An diesem Sonntagmorgen gab es bei uns wie üblich zum Frühstück zwei Stück Torte für jeden und anschließend gebratene Eier mit Mettwurst und Kümmel, denn unser Vater behielt lieber den salzigen als den süßen Geschmack im Mund.
7.
Die Tage (Those were the days, my friend)
Die Vorstellung, dass mein Vater mit der Axt die Tür einschlagen musste, weil er sich anders keinen Zutritt in die vom nächtlichen Aus-dem-Fenster-Gucken überhitzte Welt des Kinderzimmers verschaffen konnte, gefällt mir noch heute: der Kampf der Axt gegen die aufschäumenden weiblichen Hormone und ihre Gespinste.
Unsere Gesellen wussten immer, wann «unsere Frauen» und später auch Renate, die eine Lehre zur Fleischfachverkäuferin in der elterlichen Metzgerei begonnen hatte, ihre Tage hatten. Ich wusste nicht, was es heißt, die Tage zu haben. Männer hatten nie ihre Tage.

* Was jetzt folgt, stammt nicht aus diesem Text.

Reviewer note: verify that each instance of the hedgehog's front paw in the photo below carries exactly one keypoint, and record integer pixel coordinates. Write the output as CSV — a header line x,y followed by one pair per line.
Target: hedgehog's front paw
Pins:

Oder sie hatten sie immer. Sie waren gut gelaunt, schlecht gelaunt, verkatert, je nachdem. Es musste sich also um eine spezifisch weibliche Angelegenheit handeln, die ich nicht verstand. Genauso wenig konnte ich mir einen Reim machen auf einen Spruch, dem ich im von mir geliebten Werbefernsehen begegnet bin und der ein großes Geheimnis barg, das weder ich noch mein Freund Paul, der im selben Haus wohnte wie wir und dessen Eltern anscheinend das Geld für einen eigenen Fernseher fehlte, enträtseln konnten:
«Camelia plus – gibt allen Frauen Sicherheit und Selbstvertrauen.»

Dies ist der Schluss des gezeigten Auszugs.